AI Technical Summary

Benefits of technology

[0188] According to the method of Pannala, A.S. et al. (Free Radic. Biol. Med., 24:594-606, 1998), the examination was carried out. Namely, tyrosine (final concentration: 100 μM), the test compound (final concentration: 0.1, 0.5, 2.5 and 5 mM) and peroxynitrite (Dojin Kagaku) (final concentration: 500 μM) were dissolved in 200 mM of phosphate buffer (pH7.4) (liquid volume 500 μL) and incubated at 37° C. for 15 minutes. After incubation, the nitrotyrosine formation was determined with HPLC in the following manner: after a predifined time, the reaction mixture (20 μL) was injected onto HPLC, separation was made with C18 column (4.6×250 mm, 5 μm: Waters) and the detection was effected using a ultraviolet detector (RF-10A: Shimazu Seisakusho) at a wavelength of 280 nm. In the mobile phase, the flow rate was 0.6 mL / min and the concentration of buffer B was varied from 5.0% to 30% in 30 minutes (buffer A: 0.10% trifluoroacetic acid; buffer B: 80% acetonitrile containing 0.08% trifluoroacetic acid). 4-Hydroxy-3-nitrobenzoic acid (100 μM) was used as the internal standard. The result is shown in FIG. 3.
[0189] 4-(5-Phenyltetrazol-1-ylmethyl)-morpholine (Compound 1), 5-methyl-1-(5-phenyltetrazol-1-ylmethyl)-3a,6a-dihydro-1H-pyrrolo[3,4-d][1,2,3]triazol-4,6-dione (Compound 2) and (5-phenyltetrazol-1-yl)methanol (Compound 3) suppressed remarkably the tyrosine formation by nitration of tyrosine in comparison with pyridoxamine (Sigma) as the positive control.
[0190] 4-(5-phenyltetrazol-1-ylmethyl)-morpholine (Compound 1), 5-methyl-1-(5-phenyltetrazol-1-ylmethyl)-3a,6a-dihydro-1H-pyrrolo[3,4-d][1,2,3]triazol-4,6-dione (Compound 2) and (5-phenyltetrazol-1-yl)methanol (Compound 3) as well as aminoguanidine as the positive control were each dissolved in DMSO in a designed concentration to make a sample solution.

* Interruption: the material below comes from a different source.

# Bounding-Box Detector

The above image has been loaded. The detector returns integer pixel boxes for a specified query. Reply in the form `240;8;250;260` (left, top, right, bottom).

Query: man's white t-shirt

DMSO itself was used as the negative control. In addition, pyridoxal phosphate (PLP) was dissolved in purified-water to make a designed concentration. PBS was added to each of the test compound, the positive control and the negative control, to make a final concentration of 500 μM. The PLP solution as above prepared was added to each of the resultant solution to make a final concentration of 50 μM for preparation of the PLP reaction solution. Using HPLC, the amount of PLP in the PLP reaction solution was determined after 0.1 and 10 hours, from which the PLP trapping amount of each test compound was ascertained.
[0191] The analysis of PLP using HPLC was carried out by separation with reverse-phase C18 column (4.6×250 mm, 5 μm; Waters) and by using a fluorescence detector (RF-10A; Shimazu Seisakusho; excitation wavelength, 300 nm and fluorescence wavelength, 400 nm). In the mobile phase, the flow rate was 0.6 mL / min and the concentration of buffer B was varied from 0% to 3% in 25 minutes (buffer A: 0.10% trifluoroacetic acid; buffer B: 80% acetonitrile containing 0.08% trifluoroacetic acid). The PLP residual rate is shown in FIG. 4.
[0192] As the results, aminoguanidine as the positive control showed remarkable PLP trapping but none of 4-(5-phenyltetrazol-1-ylmethyl)-morpholine (Compound 1), 5-methyl-1-(5-phenyltetrazol-1-ylmethyl)-3a,6a-dihydro-1H-pyrrolo[3,4-d][1,2,3]triazole-4,6-dione (compound 2) and (5-phenyltetrazol-1-yl)methanol (Compound 3) showed PLP trapping.
[0193] For 4-(5-phenyltetrazol-1-yl methyl)-morpholine (compound 1) and (5-phenyltetrazol-1-yl)methanol (compound 3), their sorbability were examined. Each compounds are suspended in carboxymethyl cellulose in given concentration to prepare sample for oral administration. Then each samples were administered in the ratio of 50 mg / kg to rat using sonde. Five Wister rats (male, 8 weeks aged, closed colony) were used every one group. At one hour, 2 hours, 6 hours and 24 hours after the administration of compound, blood was obtained. The obtained blood samples were immediately cetrifuged at 3000 rpm for 15 minutes to obtain the blood plasma and the concentration of the compound in the specimen was quantitated by HPLC. Briefly, to 100 μL of obtained blood plasma was added to 200 μL of acetonitrile, centrifuged at 12000 rpm for 10 minutes to obtain supernatant, deproteinized and served to HPLC. The measuring condition of HPLC was selected from suitable condition for each compounds to separate and quantify. For example, in case of 4-(5-phenyltetrazol-1-yl methyl)-morpholine (compound 1), separated with reverse-phase C18 column (4.6×250 mm, 5 μm: Waters), and then detected using ultraviolet detector (RF-10A: Shimazu Seisakusho) at 240 nm of wavelength to quantify. In mobile phase, the flow rate is 0.8 mL / min and solvent is water: acetonitrile. The result is shown in FIG. 5. Every compounds indicate good sorbability.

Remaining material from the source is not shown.